Is it possible to use amotoen to parse non-strings?
For example, I may want to have a tokenizer, which splits an input text (natural language) into a seq of tokens (record instances). Now I would like to recognize patterns in those token seqs.
"Date is 27.03.2008. It will cost 15$."
This gets tokenized to

 {:value "Date" :type :word},
 {:value "is" :type :word},
 {:value "27" :type :numeric},
 {:value "." :type :char},
 {:value "03" :type :numeric},
 {:value "." :type :char},
 {:value "2008" :type :numeric},
 {:value "." :type :char},
 {:value "It" :type :word},
 {:value "will" :type :word},
 {:value "cost" :type :word},
 {:value "15" :type :numeric},
 {:value "$" :type :char},
 {:value "." :type :char}

Now I may wish to replace the "27", ".", "03", ".", "2008" token seq with one single token
{:value #<java.util.Date 2008-03-12] :type :date}.
And the "15", "$" should become a token {:value 15 :type :amount :currency :dollar}.

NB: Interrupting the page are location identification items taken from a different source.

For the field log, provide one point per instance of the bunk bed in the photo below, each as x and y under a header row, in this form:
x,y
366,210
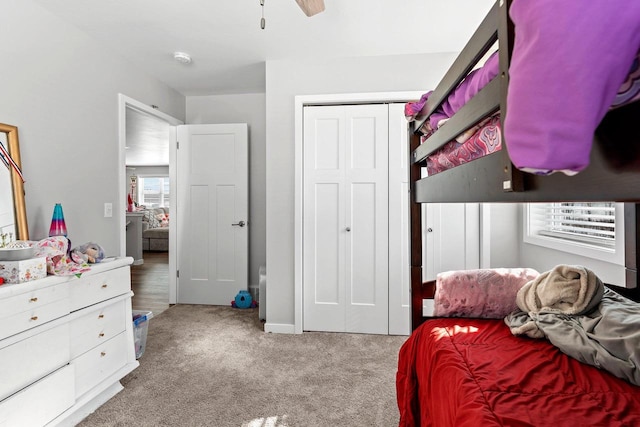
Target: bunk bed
x,y
475,371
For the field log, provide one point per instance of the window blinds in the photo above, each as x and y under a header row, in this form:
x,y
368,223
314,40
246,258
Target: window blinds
x,y
588,223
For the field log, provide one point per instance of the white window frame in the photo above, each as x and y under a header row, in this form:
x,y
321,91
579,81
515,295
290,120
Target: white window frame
x,y
613,255
140,187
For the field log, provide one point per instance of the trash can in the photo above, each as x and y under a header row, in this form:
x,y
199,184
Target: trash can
x,y
140,328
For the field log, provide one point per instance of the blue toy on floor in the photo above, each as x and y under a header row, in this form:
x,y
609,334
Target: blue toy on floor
x,y
244,300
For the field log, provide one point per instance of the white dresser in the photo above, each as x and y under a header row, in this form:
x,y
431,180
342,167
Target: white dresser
x,y
65,343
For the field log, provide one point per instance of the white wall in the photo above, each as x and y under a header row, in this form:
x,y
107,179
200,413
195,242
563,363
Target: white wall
x,y
500,243
245,108
61,89
285,80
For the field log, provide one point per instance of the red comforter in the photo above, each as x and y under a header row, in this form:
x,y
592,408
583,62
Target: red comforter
x,y
469,372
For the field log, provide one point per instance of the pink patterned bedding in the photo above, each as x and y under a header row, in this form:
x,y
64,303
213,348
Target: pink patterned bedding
x,y
550,124
486,140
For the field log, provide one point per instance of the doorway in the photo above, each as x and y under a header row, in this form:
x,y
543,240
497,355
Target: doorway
x,y
129,108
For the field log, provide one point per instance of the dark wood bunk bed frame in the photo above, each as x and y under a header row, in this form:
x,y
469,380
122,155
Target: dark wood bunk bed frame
x,y
613,174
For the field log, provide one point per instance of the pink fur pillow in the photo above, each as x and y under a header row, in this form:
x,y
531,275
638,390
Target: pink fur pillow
x,y
484,293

I would like to describe a grammar that describes how dates look. A grammar how amounts of money look, etc.
The input wouldn’t be Strings, but sequences of my (defrecord Token […]).

Can amotoen currently do that? Would it be difficult to extend it?


richard-lyman commented Nov 2, 2016

Complete transition to a new implementation. The new implementation can support the idea requested here and more.